Président du groupe interparlementaire France-Québec, je ne pouvais, là aussi, qu'être très sensible à cette priorité de la langue française, facteur d'identité et de citoyenneté.

Quel plus bel exemple en effet, monsieur le ministre, sur une échelle multiséculaire, que celui de cette société québécoise qui sait être fidèle à ses origines et à ses traditions tout en étant extrêmement ouverte au monde d'aujourd'hui ? Il n'est nulle société plus ouverte économiquement, socialement, j'allais dire « sociétalement », que cette société québécoise. Nous le savons par tous les développements qu'elle a connus dans les domaines des arts et des prestations culturelles. Combien d'artistes francophones nous viennent du Québec, qui a su un jour se réveiller, s'ouvrir dans une révolution tranquille, et qui a su se doter d'une charte de la langue française !

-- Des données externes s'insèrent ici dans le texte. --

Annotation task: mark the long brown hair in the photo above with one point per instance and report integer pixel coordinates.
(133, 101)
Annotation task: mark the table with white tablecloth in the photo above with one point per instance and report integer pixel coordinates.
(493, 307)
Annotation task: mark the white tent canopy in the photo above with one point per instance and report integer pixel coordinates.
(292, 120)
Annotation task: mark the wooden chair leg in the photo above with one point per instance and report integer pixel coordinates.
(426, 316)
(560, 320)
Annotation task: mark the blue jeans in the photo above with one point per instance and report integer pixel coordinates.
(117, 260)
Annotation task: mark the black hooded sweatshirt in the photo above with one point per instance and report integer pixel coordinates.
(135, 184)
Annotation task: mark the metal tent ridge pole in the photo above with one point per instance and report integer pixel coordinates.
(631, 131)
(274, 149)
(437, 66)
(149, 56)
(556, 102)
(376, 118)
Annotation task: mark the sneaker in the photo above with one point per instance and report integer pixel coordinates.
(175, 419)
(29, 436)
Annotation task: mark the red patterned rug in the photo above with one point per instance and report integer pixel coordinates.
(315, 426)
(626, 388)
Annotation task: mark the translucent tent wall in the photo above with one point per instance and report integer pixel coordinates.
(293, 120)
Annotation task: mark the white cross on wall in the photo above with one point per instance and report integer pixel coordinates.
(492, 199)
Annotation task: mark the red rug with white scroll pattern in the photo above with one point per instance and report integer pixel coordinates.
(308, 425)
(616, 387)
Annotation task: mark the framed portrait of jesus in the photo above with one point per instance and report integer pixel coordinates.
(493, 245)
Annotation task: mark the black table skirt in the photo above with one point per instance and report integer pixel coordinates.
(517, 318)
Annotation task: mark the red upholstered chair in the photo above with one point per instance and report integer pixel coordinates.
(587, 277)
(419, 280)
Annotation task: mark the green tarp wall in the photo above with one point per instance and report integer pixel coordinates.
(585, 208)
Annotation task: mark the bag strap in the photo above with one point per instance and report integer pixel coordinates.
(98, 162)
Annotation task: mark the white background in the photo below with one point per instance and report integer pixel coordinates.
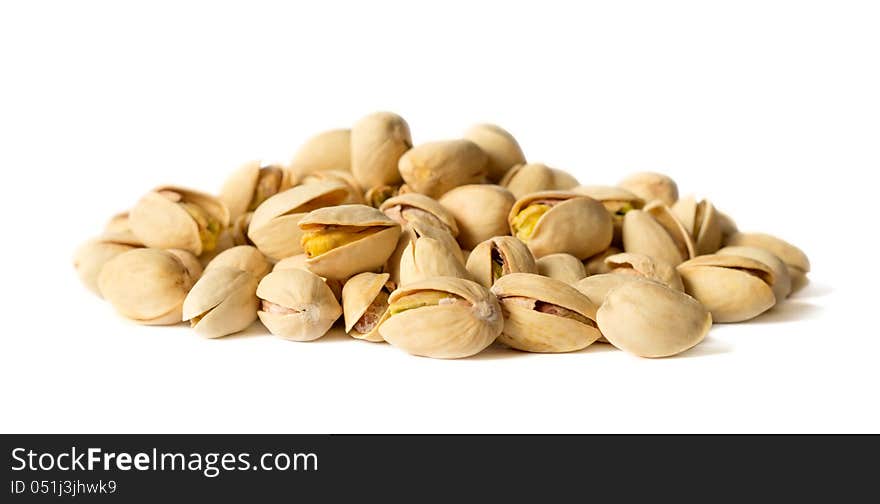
(772, 109)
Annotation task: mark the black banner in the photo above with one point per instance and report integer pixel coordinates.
(286, 468)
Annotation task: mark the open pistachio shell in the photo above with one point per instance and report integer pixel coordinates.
(563, 267)
(542, 314)
(365, 305)
(174, 217)
(244, 258)
(648, 319)
(148, 286)
(444, 318)
(700, 220)
(345, 240)
(651, 186)
(251, 185)
(434, 168)
(222, 302)
(554, 221)
(733, 288)
(274, 227)
(782, 281)
(480, 211)
(497, 257)
(793, 257)
(297, 305)
(644, 266)
(377, 143)
(427, 257)
(328, 150)
(656, 232)
(414, 206)
(503, 150)
(525, 179)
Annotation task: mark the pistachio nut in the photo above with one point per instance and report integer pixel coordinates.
(733, 288)
(480, 211)
(656, 232)
(365, 305)
(543, 314)
(443, 317)
(700, 220)
(356, 194)
(173, 217)
(274, 226)
(595, 265)
(563, 267)
(434, 168)
(528, 178)
(297, 305)
(409, 207)
(222, 302)
(551, 221)
(148, 286)
(651, 186)
(251, 185)
(90, 258)
(426, 257)
(644, 266)
(503, 150)
(794, 258)
(617, 201)
(244, 258)
(497, 257)
(377, 143)
(782, 281)
(345, 240)
(328, 150)
(648, 319)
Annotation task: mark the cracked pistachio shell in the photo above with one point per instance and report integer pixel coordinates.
(328, 150)
(733, 288)
(794, 258)
(497, 257)
(503, 150)
(656, 232)
(574, 224)
(595, 265)
(368, 253)
(427, 257)
(700, 220)
(563, 267)
(250, 185)
(480, 211)
(222, 302)
(90, 258)
(782, 281)
(528, 178)
(523, 296)
(377, 143)
(274, 226)
(648, 319)
(361, 294)
(297, 305)
(647, 267)
(463, 323)
(344, 177)
(414, 206)
(434, 168)
(651, 186)
(148, 286)
(244, 258)
(161, 219)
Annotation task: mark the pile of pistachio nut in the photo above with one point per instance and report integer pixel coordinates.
(439, 249)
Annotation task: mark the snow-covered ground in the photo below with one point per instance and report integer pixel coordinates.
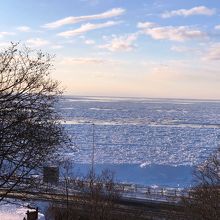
(15, 210)
(142, 132)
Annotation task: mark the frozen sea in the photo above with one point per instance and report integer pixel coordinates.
(144, 141)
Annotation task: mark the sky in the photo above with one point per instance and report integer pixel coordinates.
(130, 48)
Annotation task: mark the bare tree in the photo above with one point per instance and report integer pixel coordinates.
(204, 199)
(30, 132)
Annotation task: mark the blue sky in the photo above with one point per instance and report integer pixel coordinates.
(123, 47)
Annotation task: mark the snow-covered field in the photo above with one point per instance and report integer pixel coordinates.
(143, 133)
(15, 210)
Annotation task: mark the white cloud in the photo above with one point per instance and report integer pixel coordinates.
(37, 42)
(84, 60)
(73, 20)
(56, 46)
(213, 53)
(87, 27)
(5, 44)
(121, 43)
(180, 49)
(180, 33)
(217, 27)
(23, 28)
(199, 10)
(5, 33)
(146, 24)
(89, 42)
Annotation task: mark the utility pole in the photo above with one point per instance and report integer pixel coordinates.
(93, 147)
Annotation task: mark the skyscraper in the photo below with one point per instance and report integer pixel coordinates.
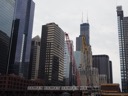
(103, 64)
(21, 42)
(51, 67)
(123, 47)
(66, 65)
(7, 8)
(34, 60)
(84, 30)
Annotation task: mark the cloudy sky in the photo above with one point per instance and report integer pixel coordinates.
(102, 19)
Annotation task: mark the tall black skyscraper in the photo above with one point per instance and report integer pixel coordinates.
(7, 8)
(104, 66)
(51, 67)
(123, 47)
(21, 42)
(84, 30)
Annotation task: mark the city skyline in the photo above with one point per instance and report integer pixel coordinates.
(68, 15)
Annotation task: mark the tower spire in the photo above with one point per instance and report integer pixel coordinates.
(87, 18)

En vérité, l'idée de ces quelques dispositions m'est venue il n'y a pas si longtemps, à la table du Premier ministre Jean-Pierre Raffarin qui recevait le Premier ministre québécois Jean Charret dans le cadre des réunions annuelles entre les premiers ministres québécois et français. Nous en sommes venus, dans le cours de la conversation, à parler de ces rues de certains quartiers de Paris où il est possible de parcourir plusieurs centaines de mètres sans voir aux devantures des magasins ou sur les enseignes un mot de français, ni même parfois un mot articulé en caractère latin.

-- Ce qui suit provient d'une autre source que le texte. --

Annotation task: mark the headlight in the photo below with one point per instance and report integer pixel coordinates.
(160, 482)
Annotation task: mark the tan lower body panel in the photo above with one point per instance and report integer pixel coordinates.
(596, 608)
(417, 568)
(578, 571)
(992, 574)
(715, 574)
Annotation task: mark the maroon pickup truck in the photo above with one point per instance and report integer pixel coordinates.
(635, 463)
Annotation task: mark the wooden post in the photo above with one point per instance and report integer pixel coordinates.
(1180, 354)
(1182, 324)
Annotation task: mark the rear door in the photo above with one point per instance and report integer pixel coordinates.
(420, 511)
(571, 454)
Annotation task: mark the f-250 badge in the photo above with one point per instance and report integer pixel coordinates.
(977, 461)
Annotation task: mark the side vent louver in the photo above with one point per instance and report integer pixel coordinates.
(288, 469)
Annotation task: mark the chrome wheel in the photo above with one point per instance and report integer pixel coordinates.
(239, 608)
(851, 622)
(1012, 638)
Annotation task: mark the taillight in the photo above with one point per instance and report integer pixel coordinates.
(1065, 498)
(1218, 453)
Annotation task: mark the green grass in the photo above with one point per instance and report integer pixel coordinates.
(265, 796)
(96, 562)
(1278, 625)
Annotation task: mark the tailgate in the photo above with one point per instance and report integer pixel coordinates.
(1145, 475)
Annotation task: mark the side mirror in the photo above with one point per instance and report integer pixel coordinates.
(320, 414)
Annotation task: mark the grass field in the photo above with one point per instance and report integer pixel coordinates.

N'en déplaise à Mme Payet, le génie de notre pays et de sa capitale réside dans le fait que les français francophones puissent comprendre ce qui est écrit sur les murs et aux devantures des magasins ! (Applaudissements sur les travées de l'UMP.) Cela paraît relever du bon sens.

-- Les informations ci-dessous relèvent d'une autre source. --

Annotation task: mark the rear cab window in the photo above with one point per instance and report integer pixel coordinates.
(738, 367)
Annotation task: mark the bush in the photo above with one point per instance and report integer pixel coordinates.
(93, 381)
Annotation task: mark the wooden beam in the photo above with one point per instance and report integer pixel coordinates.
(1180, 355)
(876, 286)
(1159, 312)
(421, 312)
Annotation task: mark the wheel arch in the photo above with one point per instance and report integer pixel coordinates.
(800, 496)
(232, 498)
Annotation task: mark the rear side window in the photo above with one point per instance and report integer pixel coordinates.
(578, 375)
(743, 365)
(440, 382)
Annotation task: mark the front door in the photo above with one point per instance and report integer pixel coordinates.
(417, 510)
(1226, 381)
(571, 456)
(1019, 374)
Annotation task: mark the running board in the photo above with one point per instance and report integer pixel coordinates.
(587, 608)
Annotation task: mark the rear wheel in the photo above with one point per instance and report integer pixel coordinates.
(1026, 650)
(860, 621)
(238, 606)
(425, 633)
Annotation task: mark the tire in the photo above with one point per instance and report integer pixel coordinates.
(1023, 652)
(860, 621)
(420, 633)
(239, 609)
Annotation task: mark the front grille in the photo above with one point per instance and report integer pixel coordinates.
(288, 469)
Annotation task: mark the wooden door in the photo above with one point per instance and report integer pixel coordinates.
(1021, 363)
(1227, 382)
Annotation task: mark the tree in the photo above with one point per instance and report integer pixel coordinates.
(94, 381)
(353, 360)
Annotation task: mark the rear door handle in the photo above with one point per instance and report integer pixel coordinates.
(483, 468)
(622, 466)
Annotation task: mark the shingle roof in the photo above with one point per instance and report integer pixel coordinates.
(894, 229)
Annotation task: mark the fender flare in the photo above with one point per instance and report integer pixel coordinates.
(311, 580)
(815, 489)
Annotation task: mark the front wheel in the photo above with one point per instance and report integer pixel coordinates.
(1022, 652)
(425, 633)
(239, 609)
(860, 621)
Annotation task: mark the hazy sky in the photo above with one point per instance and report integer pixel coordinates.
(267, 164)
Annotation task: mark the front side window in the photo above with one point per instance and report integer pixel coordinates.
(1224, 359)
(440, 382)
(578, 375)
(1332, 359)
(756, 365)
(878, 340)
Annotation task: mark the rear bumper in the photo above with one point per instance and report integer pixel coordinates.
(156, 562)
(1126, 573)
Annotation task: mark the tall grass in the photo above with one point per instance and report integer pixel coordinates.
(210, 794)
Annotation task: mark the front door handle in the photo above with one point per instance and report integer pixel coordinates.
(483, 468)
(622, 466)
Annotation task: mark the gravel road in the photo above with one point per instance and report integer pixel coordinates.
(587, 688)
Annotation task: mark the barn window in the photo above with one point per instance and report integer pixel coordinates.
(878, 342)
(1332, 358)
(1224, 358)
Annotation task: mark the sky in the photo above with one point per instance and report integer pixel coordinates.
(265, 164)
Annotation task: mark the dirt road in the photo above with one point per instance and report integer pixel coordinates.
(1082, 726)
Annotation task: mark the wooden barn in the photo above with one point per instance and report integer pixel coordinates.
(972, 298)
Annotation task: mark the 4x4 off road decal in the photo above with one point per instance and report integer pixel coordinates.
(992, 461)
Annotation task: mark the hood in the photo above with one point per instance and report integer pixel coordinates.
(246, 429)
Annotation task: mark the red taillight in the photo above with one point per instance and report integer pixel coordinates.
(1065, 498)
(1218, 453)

Sans excès, et avec la volonté de demeurer les plus ouverts possibles vis-à-vis du monde d'aujourd'hui, nous devons prendre quelques dispositions pour ajuster, pour actualiser, un peu plus de dix ans après son adoption, la loi Toubon.

Il est vrai que nos enfants et nos petits-enfants seront de plus en plus façonnés par les instruments informatiques et électroniques. Il est vrai que la toile mondiale, par beaucoup des expressions qui lui sont propres, véhicule l'anglais. Celui-ci peut traduire une volonté d'ouverture, de confrontation d'idées dans le monde entier, et a sa raison d'être, comme d'autres langues. Cependant, si l'anglais est imposé par une simple force mécanique à des usagers francophones, il y a lieu de s'interroger, et c'est ce que nous avons fait, en accord avec la commission des affaires culturelles.

Enfin, ayant le plaisir d'accompagner M. Jacques Legendre aux réunions de l'assemblée parlementaire de la francophonie, je suis souvent frappé par les exigences qu'expriment nos collègues francophones des pays d'Afrique, voire d'Asie.

Des Vietnamiens, des Maliens ou des Libanais nous demandent d'être plus exigeants, de nous montrer de meilleurs défenseurs de notre langue, qui - ils tiennent à le préciser - est aussi la leur dans le monde d'aujourd'hui.

Bien entendu, et je suis mille fois d'accord avec vous, monsieur Bodin, soyons offensifs ! Je prendrai quelques exemples.

Nous devons soutenir le réseau des centres culturels et des alliances françaises dans le monde, qui est tout à fait remarquable et peut nous inspirer de la fierté.

Je relaterai encore une anecdote avant de quitter cette tribune.

Il n'y a pas longtemps, en mission avec le bureau de la commission des finances du Sénat, M. du Luart et moi-même avons eu le plaisir, à Shanghai, de nous rendre tous les deux à l'Alliance française. (M. Roland du Luart opine.) Nous avons éprouvé une très grande fierté à voir combien était grand, dans ce monde nouveau, très largement anglophone, l'appétit pour le français d'une minorité agissante de jeunes, d'une belle minorité.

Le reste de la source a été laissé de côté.